İyi niyetli olalım. Başkan gibi düşünelim. Bu kucaklaşmanın bir “barış” olduğunu kabul edelim. O zaman sormak gerekmez mi, kim kiminle barışıyor? Bir savaş mı var? Akan gözyaşları kimin?
Eğer bir göz yaşı varsa, bu Kars’ın kara talihinin, sahipsizliğinin ve yaşadığı ihanetin gözyaşları olabilir.
Şimdi bu anıtın gerçek yüzüne gelelim. Alibeyoğlu, meydanı boş bulduğunu, Türkiye’nin uç kalesi olan serhat Kars’ı kimsenin hatırlamayacağını zannediyordu.

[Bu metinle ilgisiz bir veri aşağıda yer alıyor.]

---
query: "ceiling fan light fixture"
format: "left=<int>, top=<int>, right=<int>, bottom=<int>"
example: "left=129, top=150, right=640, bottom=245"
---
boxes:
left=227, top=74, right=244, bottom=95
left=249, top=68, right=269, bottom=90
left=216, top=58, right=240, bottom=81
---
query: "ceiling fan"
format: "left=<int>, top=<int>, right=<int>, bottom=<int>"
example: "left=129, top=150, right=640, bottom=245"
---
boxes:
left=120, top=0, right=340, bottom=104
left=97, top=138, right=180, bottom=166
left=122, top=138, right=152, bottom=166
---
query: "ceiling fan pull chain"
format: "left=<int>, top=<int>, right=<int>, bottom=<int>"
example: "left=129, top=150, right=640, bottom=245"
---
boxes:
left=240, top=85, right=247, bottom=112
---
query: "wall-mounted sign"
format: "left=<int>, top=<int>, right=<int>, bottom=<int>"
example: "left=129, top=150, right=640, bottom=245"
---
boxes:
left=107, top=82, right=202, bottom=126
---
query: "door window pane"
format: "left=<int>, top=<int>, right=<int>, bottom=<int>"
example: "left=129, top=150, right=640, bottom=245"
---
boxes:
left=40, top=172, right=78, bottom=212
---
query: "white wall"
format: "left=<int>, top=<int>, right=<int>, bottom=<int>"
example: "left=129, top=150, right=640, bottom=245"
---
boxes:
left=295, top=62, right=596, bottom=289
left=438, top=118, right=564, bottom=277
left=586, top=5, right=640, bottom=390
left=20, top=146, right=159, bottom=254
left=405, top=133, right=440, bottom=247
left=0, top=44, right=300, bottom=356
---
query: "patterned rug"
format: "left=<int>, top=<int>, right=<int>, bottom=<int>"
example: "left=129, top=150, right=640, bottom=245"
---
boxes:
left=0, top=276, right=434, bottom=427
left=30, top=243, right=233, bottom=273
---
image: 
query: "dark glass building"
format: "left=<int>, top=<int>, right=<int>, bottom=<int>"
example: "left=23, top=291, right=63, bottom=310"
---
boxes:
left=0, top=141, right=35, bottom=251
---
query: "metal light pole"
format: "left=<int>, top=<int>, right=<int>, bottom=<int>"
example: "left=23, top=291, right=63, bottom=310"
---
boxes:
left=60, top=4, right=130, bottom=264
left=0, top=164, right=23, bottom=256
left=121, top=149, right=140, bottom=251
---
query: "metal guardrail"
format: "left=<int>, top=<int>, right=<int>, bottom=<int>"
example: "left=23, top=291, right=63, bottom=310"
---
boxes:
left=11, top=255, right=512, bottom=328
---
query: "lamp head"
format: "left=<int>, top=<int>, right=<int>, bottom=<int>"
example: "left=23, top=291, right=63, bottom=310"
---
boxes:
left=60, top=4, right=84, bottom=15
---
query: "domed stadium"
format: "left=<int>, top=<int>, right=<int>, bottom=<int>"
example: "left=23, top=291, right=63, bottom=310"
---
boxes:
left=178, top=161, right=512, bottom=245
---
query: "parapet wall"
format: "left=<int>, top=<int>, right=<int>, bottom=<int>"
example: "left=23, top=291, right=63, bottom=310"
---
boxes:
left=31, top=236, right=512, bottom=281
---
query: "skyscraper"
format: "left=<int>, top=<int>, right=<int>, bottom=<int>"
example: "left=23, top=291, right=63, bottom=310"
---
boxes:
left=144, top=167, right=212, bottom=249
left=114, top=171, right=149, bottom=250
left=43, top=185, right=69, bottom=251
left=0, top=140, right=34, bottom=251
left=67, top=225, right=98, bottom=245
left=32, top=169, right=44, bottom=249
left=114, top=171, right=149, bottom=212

Kars’a hizmet ettiklerini söylediği muhteremlerin bütün dünyada yaptıkları ortada. Bu fonun Türkiye’deki ortağı olan Anadolu Kültür A.Ş.’nin başında da niyeti ve yaptıkları ortada olan bir zat var. Soros’un ‘Açık Toplum Enstitüsü’ gibi, gittikleri her yeri karıştıran kurumlar destek veriyor.
Kars kalesinin dibinde yükselen anıtı da yine bu kurumların finanse ettiğini söylemek, her halde yeterli olacaktır. İşin içinde iyi niyet aramak, kendi kendini kandırmaktır. Kars, bilinçli ve kasıtlı politikalarla tarihinden, gerçeklerden ve Türkiye’den koparılmak isteniyor. Anıt, bu amacın anıtlaşmış belgesidir. Son hamlesidir.
Daha önce sözde festivaller düzenleyerek Ermeni iftiralarına haklılık kazandırmaya uğraştılar. Ani harabelerine Ermeni bayrağı astırdılar.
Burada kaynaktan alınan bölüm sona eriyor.